It’s been a while. So much has happened and I’m not too sure where to start. I became a writer – did I tell you that? Yeah, I know, you already knew that this was what I was supposed to do, but it just took a while for me to find it.
The family is well – your lads are taller than you now, for sure. And so smart and lively and lovely. Their hugs are still the bomb, even if I only get them at home now. They still won’t let me dance in public. Not sure why 🙂 I remember watching you and mum dance in the lounge room to Burt Bacharach and Neil Diamond records. My memory tells me it was sweet but I suppose my teenage self was mortified, at least out of duty if not anything else!
Lately, I’ve had a hankering for your stew. Not sure why. Maybe because it was so hearty. Oh, and those milkshakes you make? Hm, come to think of it, I might make one today. I can still see you and me standing in the kitchen and you whispering the secret ingredient into my ears. Raw eggs. Ha. I now had the power. They’ll never know truth…oops.
Hey, you remember how we had that year long angriness? I’ve been thinking about that lately. A friend is having some trouble with their family and it brought it back to mind. I’m pretty sure we squared that away but just in case, my bad. I shouldn’t have let things go that long, hurt or no hurt. Sorry Dad.
Did you know that Donald Trump is running for President? President??? It’s surreal. I’m sure you would agree, even though our political opinions still differ. Turnbull seems to be doing okay, don’t you think?
Life get’s complicated Dad, doesn’t it? Just when I thought I was getting a handle on things, I have a year where I can account for some kind of challenge for every month. It’s been like a snowball. There’s been some good stuff too, of course, but I never thought to ask you before how you manage the shitty stuff. I wish I had.
I wish we had written more letters to each other too. Then today I could sit in my room and read over them. But I can’t. I do have memories though and I carry them everywhere.
The day you took me to kindergarten and I wore the corduroy orange and brown printed shift dress.
The day you pretended to be Santa Clause but I knew it was you.
The day you taught me to ride my bike. Your hands on the back of the seat and then your hands not on the back of the seat and me peddling like a pro across the grass trying to avoid the prickly trees.
The day you made me a doll from newspaper when we holidayed on the South Coast and I thought you must be the coolest dad ever. A doll from newspaper!
The day you took me to my year 10 formal in the Toyota Lightace. You thought I was beautiful in my Scarlet O’Hara inspired gown. It didn’t matter to you that I chose vintage when everyone else was trying to be cool.
The roses you gave me in front of hundreds of parents for my acting skills even though I wasn’t the main character.
The day we went shopping for knee pillows to kneel on in the chapel – it was a Wednesday.

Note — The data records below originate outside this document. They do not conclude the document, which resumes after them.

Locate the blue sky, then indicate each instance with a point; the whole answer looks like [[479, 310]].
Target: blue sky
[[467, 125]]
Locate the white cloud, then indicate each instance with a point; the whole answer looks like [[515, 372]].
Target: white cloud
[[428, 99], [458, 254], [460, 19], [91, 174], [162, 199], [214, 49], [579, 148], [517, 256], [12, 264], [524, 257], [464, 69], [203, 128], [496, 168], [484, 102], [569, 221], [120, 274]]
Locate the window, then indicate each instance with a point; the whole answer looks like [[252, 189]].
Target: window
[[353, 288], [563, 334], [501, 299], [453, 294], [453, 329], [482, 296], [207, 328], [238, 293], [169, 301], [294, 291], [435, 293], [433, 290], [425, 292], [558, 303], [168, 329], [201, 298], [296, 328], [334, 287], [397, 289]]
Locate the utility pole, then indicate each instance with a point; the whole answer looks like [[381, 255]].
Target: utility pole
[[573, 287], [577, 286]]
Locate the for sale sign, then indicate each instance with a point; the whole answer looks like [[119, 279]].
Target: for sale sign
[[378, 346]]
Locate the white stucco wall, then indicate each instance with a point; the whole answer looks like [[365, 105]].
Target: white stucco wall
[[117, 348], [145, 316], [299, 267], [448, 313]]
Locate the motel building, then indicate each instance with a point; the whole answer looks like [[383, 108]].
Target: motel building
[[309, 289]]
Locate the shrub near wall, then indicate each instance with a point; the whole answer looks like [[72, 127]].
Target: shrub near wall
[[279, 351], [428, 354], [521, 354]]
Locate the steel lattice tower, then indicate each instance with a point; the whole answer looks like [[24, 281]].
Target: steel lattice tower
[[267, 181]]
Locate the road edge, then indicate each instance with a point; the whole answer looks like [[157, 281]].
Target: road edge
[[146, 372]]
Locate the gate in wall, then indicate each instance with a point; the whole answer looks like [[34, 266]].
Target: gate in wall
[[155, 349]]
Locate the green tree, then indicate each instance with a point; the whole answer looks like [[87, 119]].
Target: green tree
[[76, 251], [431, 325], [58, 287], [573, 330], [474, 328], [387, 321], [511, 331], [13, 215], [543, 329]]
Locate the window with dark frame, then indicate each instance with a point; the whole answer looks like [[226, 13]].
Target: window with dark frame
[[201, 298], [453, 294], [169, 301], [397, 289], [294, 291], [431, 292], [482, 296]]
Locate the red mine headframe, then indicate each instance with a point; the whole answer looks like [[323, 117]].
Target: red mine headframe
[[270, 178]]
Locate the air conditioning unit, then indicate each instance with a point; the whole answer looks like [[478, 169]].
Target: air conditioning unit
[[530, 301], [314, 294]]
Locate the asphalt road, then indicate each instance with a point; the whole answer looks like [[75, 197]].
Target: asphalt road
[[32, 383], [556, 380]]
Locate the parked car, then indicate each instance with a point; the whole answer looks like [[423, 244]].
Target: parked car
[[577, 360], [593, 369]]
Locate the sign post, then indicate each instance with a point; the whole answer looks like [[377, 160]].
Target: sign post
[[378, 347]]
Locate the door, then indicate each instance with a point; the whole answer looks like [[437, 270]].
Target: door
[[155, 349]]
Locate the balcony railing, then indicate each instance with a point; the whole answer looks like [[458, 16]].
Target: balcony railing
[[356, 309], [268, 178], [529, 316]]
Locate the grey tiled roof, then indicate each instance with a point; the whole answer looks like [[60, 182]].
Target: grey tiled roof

It was the best day.
The day when you held me up from falling as we walked down the aisle crying – we made everyone cry.
The day you held my firstborn. The day you held my second born. The day you visited preschool on grandparents day and sat in those tiny chairs.
The day you held me and told me you were sorry and I told you I was sorry.
The day you, me and mum walked, barefoot across Manly Beach, arm in arm like a slow three-legged race. The heat of the sun drenched sand on our toes. Your smile.
The day you died. So quiet. So peaceful. So gone to be with your Maker.
I miss you Dad. I can’t express how bad. But I know you had to go. You told me in a dream. Before you went. You told me. You were so happy. I don’t begrudge you that.
But I miss you all the same.
Anyway, give my love to the Maker, won’t you? The family say hi. We hope you’re doing fine and making stew and secret-ingredient milkshakes and stealing everyone’s lamb chops off their plates.